As for the defense attorneys, they at one point seek the testimony of the victim’s drug dealer to impeach the dead girl’s character. In a real homicide case, they might get to introduce general reputation or opinion evidence (“She was or wasn’t a peaceful person”)– but nothing more specific. Judges also seek to protect the reputation and rights of victims, especially if they are dead and can’t defend themselves. So how is it that the series’ judge allows the victim’s drug dealer to say he sold her ecstasy and ketamine in the days before her killing. That’s pretty hardcore stuff. Do we hear hizzoner’s real gavel slamming down and ruling out this ugly approach?
Let’s also put the hammer down on this part of the show: the relationship between Chandra, the young defense attorney, and defendant Nasir. Toward the series’ end, while counseling her client in a holding cell about legal strategy, they make out. Not good. The Model Rules of Professional Responsibility bar attorneys from a sexual relationship with a client. Oh, right, swapping spit may not add up to a sexual relationship. But she’s clearly become intimate and crossed a line. Here’s where it gets more surreal: There’s a surveillance tape of their make-out sesh, but it’s shared only with the defense team and Nasir. The only consequence is Chandra’s demotion to second chair, and she is barred from giving the closing argument.
Oh, really? She doesn’t get thrown off the case, post-haste?
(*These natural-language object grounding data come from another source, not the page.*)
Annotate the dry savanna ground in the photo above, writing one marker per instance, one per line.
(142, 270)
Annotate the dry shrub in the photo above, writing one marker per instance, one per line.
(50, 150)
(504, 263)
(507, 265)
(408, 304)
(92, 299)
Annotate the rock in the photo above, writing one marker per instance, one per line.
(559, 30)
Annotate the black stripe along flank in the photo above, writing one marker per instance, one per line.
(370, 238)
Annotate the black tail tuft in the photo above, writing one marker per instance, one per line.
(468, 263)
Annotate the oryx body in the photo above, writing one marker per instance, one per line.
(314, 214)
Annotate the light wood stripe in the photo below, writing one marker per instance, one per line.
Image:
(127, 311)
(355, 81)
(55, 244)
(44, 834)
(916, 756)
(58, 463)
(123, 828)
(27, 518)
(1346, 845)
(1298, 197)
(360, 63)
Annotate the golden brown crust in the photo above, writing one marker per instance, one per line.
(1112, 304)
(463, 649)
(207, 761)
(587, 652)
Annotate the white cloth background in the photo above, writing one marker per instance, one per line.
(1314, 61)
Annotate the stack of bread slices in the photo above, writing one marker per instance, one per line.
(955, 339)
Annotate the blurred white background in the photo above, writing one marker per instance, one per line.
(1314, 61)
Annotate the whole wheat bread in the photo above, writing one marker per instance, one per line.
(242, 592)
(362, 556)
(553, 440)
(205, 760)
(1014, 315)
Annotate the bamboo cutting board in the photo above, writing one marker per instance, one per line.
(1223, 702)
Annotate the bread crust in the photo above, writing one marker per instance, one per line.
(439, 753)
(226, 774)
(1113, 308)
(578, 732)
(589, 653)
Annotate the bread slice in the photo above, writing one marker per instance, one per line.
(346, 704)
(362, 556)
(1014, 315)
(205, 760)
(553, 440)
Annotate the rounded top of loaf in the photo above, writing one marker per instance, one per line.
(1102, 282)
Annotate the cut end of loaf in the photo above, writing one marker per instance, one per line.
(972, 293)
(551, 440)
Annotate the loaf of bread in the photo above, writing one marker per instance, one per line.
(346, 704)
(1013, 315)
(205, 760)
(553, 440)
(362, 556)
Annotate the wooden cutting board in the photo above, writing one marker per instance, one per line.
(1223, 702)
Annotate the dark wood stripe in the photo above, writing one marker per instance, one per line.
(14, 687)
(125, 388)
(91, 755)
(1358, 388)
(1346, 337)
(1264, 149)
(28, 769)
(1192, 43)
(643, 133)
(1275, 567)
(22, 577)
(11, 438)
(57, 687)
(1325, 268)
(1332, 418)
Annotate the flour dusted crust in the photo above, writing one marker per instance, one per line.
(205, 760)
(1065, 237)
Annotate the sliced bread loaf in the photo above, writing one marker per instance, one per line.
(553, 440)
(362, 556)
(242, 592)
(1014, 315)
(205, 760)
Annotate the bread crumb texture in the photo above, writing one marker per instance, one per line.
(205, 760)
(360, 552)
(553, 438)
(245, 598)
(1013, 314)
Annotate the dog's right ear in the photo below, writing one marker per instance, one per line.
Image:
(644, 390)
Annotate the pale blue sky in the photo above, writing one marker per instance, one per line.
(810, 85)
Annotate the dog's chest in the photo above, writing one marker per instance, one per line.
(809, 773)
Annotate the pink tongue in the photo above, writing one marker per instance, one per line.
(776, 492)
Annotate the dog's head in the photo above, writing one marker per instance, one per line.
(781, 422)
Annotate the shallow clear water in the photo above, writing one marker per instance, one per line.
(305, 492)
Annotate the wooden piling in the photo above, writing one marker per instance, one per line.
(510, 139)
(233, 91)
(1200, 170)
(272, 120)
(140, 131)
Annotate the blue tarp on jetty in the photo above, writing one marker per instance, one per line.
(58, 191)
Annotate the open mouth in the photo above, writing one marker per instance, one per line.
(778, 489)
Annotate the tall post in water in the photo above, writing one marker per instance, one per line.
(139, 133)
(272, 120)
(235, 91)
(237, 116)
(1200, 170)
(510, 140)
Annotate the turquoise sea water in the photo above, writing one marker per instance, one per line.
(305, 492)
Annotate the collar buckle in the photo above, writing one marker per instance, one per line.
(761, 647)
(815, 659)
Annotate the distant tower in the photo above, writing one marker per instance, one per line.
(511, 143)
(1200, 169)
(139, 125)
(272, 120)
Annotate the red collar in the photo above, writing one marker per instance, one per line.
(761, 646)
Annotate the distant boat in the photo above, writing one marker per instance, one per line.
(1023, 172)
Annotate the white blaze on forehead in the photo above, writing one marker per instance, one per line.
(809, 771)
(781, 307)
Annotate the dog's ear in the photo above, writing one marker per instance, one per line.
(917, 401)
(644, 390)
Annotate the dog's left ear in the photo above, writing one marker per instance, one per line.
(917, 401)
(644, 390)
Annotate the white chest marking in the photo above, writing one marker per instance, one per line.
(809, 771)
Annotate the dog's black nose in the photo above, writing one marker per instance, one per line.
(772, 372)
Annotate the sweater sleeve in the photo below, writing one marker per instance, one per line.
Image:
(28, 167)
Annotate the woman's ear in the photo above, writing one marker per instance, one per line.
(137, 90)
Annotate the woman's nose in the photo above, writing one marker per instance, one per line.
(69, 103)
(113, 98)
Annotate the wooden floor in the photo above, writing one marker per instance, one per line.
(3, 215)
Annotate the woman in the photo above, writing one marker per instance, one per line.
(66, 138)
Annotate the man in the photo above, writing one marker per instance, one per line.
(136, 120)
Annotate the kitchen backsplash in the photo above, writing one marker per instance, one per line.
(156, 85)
And the prosecution and press don’t get this info and run with it?
Wait for it …
The bad gets worse: In the show, Chandra must persuade Nasir to testify on his own behalf. This is a risky role for any defendant, much less someone charged with murder. But, wait for it: Nasir says he’ll do it, if Chandra will … smuggle balloons of drugs into the prison visiting room! And she does! See ya later, Model Rules and your prohibitions against attorneys aiding in or committing crimes with or on behalf of clients.
By the way, she smuggles in the dope, and he testifies. Then … well, find the show and see for yourself.